# Unterwasserpflanzen



## michaK (27. März 2007)

Hallo Forianer,
nachdem ich nun endlich meinen Patronenfilter ( Selbstbau ) installiert habe, ist das Wasser klar bis auf den Grund. Leider sieht man nun auch die vielen Fadenalgen. Kurzfristig dachte ich an Peroxyd, hab mich aber dann doch entschieden Pflanzen en masse einzusetzen .
Da ich bereits des öfteren vom Frühjahrsputz gelesen habe hier meine Frage :
Hat jemand speziell Unterwasserpflanzen übrig bevor die im Müll oder auf`m Kompost landen ? Natürlich übernehme ich die Portokosten !
Suche dringend Nährstoffzehrer, egal welche !
Zur besseren Vorstellung hier mal ein Foto :
2 Tage haben wir schon per Hand abgefischt !!!!!
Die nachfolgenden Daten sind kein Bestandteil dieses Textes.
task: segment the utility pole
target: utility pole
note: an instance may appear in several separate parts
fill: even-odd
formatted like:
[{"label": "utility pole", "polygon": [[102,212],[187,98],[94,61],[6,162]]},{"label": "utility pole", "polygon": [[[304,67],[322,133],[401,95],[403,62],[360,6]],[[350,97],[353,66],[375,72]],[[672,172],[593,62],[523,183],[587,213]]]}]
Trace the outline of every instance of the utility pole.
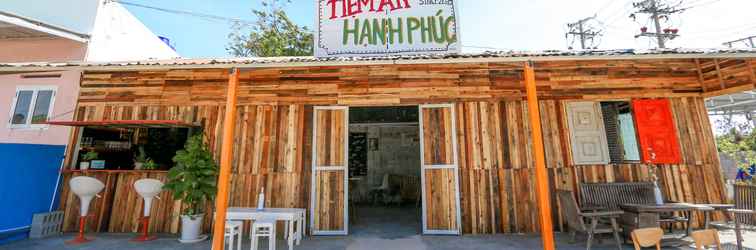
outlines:
[{"label": "utility pole", "polygon": [[[580,38],[580,48],[586,49],[586,43],[588,40],[593,42],[593,39],[601,36],[600,30],[595,30],[592,27],[590,27],[587,22],[596,18],[596,16],[592,17],[586,17],[583,18],[577,22],[574,23],[568,23],[567,27],[570,28],[570,31],[564,34],[564,38],[568,39],[567,42],[569,42],[569,37],[579,37]],[[572,49],[572,44],[569,45],[570,49]],[[587,48],[591,48],[591,46],[587,46]]]},{"label": "utility pole", "polygon": [[749,37],[746,37],[746,38],[741,38],[741,39],[738,39],[738,40],[733,40],[733,41],[725,42],[722,45],[732,48],[733,44],[743,42],[746,45],[749,45],[751,48],[756,49],[756,44],[754,44],[754,39],[756,39],[756,36],[749,36]]},{"label": "utility pole", "polygon": [[642,27],[641,33],[635,35],[635,38],[639,37],[651,37],[656,38],[656,43],[659,48],[666,48],[668,40],[675,39],[680,35],[677,34],[678,29],[666,28],[662,29],[661,19],[669,19],[669,16],[678,12],[682,12],[683,9],[678,9],[678,5],[671,6],[662,3],[663,0],[644,0],[642,2],[633,3],[633,7],[638,9],[635,13],[630,15],[635,19],[636,14],[648,14],[651,20],[654,22],[655,32],[648,32],[648,27]]}]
Ich glaube da helfen auf Dauer nur Pflanzen, Pflanzen, Planzen ...
Gruß Micha


----------



## KamiSchami (28. März 2007)

*AW: Unterwasserpflanzen*

schließe mich mal an  gruss kami


----------



## michaK (17. Apr. 2007)

*AW: Unterwasserpflanzen*

Hallo Leute,
wollte mich noch mal in Erinnerung bringen !!!
Ich wohne im Landkreis Hannover und würde auch Pflanzen abholen, wenns
nicht zu weit iss !
Danke, gruß Michael


----------



## Harald (19. Apr. 2007)

*AW: Unterwasserpflanzen*

Hallo Micha,

Meine Teiche existieren noch nicht so lange, dass ich schon was ausdünnen könnte.

Ich kann aber auch immer nur www.nymphaion.de empfehlen. Die Preise dort sind absolut in Ordnung.


----------



## michaK (19. Apr. 2007)

*AW: Unterwasserpflanzen*

Hallo Harald,
hab gestern bei Nymphaion bestellt; konnte nicht mehr warten !
Aber vielen Dank , dass du wenigstens geantwortet hast .

Gruß Michael


----------



## owl-andre (23. Apr. 2007)

*AW: Unterwasserpflanzen*

Intressante Info wäre,was du bestellt hast und was es Dich kostet.


----------



## michaK (23. Apr. 2007)

*AW: Unterwasserpflanzen*

Hallo owl-andre,

also folgende Pflanzen :

je 1 x :
__ Hechtkraut, __ Schwanenblume, krauses __ Laichkraut, __ Tausendblatt, kanad. __ Wasserpest, __ Nadelkraut, __ Hornkraut und __ Wasserstern !

je 2 x :
Wasserhahnenfuss, __ Papageienfeder, __ Quellmoos und zwei verschiedene
__ Sumpfschwertlilien

incl. Verpackung :  Euro 48,25

Jetzt warte ich auf die Lieferung !!!

Gruß, Micha


----------



## katja (23. Apr. 2007)

*AW: Unterwasserpflanzen*

hallo micha!

wenn du es wirklich eilig hast, wäre es vielleicht besser gewesen, irgendwo direkt einzukaufen.....
ich habe die auftragsbestätigung am 9.4. bekommen und keine lieferung in sicht!
und nachdem mir meine schwägerin gesagt hat, ihre bestellung ist vom 18.3. und sie hat auch noch nichts erhalten, wird es wohl noch eine weile dauern   
nervt mich auch schon....mein teich ist so leer und das wetter sooo gut!!


----------



## Annett (23. Apr. 2007)

*AW: Unterwasserpflanzen*

Hi,

ich hab es ja schon ein paar Mal gesagt - er treibt die Pflanzen nicht vor, wie manch andere Vermehrer!
Wenn bei der Bestellung was bei ist, das noch nicht verkaufsfähig ist, dann dauert es leider. :?


----------



## Berndt (23. Apr. 2007)

*AW: Unterwasserpflanzen*

Hallo, Micha!
Hallo, Katja!

Ich habe auch schon bei "nymphaion" bestellt und war SEHR zufrieden!! 
Pflanzen, die zur "richtigen" Zeit wachsen, sind viel robuster als irgendwelche vorgetriebenen, die (schon mit Knospen) im April plötzlich ins für sie ungewohnt kalte Wasser müssen.
Das Warten zahlt sich sicher aus!

LG Berndt


----------



## katja (24. Apr. 2007)

*AW: Unterwasserpflanzen*

hallo ihr!
deswegen habe ich ja auch dort bestellt, weil er sehr gute qualität haben soll!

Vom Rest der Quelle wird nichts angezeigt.